Selection and identification of pathogenic field isolates.
Prior to inoculation of experimental animals, all stored isolates were screened by qPCR to detect SPV genomes to confirm the virus identity and then revived in diploid cells to confirm the presence of infectious virus after long term storage.

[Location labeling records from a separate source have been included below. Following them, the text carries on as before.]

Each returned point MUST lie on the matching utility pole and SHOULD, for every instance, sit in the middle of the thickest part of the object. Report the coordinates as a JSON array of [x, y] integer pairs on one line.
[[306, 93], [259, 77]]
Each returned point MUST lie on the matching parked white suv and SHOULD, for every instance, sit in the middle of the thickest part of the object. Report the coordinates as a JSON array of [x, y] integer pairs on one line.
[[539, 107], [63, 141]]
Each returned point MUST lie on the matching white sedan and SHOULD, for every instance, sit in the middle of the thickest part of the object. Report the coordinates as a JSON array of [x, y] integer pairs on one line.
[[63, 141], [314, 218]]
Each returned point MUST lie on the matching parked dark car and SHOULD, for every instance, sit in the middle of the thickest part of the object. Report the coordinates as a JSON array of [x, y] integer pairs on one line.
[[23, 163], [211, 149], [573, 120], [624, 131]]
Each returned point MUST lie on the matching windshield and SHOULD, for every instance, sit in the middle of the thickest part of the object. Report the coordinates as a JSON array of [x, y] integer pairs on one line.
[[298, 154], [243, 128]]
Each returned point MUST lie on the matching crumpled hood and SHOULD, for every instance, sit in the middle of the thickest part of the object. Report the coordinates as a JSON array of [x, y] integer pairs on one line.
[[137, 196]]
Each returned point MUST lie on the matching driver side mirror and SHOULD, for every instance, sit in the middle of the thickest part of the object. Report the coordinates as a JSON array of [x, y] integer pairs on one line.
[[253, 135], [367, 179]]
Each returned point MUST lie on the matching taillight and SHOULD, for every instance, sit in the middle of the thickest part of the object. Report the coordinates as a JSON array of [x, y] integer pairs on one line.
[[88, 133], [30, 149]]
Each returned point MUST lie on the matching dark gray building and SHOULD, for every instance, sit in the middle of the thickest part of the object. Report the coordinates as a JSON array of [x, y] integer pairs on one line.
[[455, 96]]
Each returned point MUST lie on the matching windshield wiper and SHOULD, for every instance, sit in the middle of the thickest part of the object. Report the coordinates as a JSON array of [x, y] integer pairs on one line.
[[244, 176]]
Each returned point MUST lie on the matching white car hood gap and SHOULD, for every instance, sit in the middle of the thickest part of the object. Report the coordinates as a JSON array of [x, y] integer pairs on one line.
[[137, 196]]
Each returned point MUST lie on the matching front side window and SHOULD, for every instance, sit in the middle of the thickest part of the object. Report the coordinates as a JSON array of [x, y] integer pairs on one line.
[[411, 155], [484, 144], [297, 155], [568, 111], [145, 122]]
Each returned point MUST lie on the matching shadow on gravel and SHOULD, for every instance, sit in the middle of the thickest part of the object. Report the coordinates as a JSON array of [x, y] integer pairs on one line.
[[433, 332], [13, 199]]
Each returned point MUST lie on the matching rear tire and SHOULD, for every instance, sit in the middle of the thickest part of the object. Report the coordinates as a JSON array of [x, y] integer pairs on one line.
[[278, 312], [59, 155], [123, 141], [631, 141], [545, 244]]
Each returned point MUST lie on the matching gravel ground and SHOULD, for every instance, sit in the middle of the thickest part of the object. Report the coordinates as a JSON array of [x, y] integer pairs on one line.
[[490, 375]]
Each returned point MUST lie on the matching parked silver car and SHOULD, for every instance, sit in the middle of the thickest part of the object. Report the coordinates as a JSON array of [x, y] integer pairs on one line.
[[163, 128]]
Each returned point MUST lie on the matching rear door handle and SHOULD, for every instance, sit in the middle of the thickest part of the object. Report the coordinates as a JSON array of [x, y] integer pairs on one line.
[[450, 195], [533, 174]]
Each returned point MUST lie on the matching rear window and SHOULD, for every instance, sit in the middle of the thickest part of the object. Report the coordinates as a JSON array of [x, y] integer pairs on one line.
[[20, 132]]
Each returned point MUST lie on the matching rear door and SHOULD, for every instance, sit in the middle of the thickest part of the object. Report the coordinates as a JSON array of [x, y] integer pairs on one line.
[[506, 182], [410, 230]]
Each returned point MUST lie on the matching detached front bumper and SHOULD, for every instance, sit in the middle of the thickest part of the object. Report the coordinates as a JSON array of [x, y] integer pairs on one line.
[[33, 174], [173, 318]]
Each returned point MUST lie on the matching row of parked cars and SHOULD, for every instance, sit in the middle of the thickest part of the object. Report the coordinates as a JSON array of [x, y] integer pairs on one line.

A one step Real time PCR was carried out using Invitrogen kit (SuperScript® III Platinum, Life Technologies, USA). The DNA amplification was performed using universal pair of primers a) downstream primer, CAPV-074F1, targeting gene encoding to envelop protein P32 (5′AAA ACG GTA TAT GGA ATA GAG TTG GAA-3′); and b) upstream primer, CAPV-074R1, 5′-AAA TGA AAC CAA TGG ATG GGA TA-3′, and the Taqman probe: 5′-FAM-TGG CTC ATA GAT TTC CT-MGBNFQ-3′ (12). The amplifications reactions (PCRs) were performed on a Smart Cycler. The following mix of each reaction was contained: 12.5 μl 2× PCR buffer mix, 0.5 μl MgSO4 (50 mM), 0.5 μl Rox (25 mM), 4.75 μl nuclease free water, 0.5 μl primers to a final concentration of 10 μM, 0.25 μl probe to a final concentration of 10 μM and 5 μl DNA template. The reaction was carried out in Step One TM Plus real-time PCR system (Smart cycler Cepheid, USA) at 94°C for 5 min, 94°C for 10 min, and 40 cycles of 55°C for 15s and 72°C for 45s. All reactions amplifications were recorded, analyzed, and the threshold cycle (Ct) determined with the Step One software (Smart Cycler).
Virus titration.
For virus titration 6-fold dilutions (10−1 to 10−6) were inoculated into the sheep heart cell carcinoma (ICO1 cell lines), and incubation during 7–10 days at temperature of 37°C +/− 2°C and relative humidity of 75% +/− 10%. The titer is calculated and estimated as the reciprocal of the highest dilution of the virus giving 50% CPE according to the Spearman Karber formula (13, 14).
Experimental infections.
In order to evaluate and compare the pathogenicity of Moroccan viral isolates, an experimental infection was performed in lambs; serologically negative (SN). For this purpose five local breed Lambs (2–4 months old) were housed in containment building with negative-pressure and water and feed were provided at libidum. The infection trials were approved by the local ethics committee and were carried out following strict animal welfare guidelines of Biopharma Society.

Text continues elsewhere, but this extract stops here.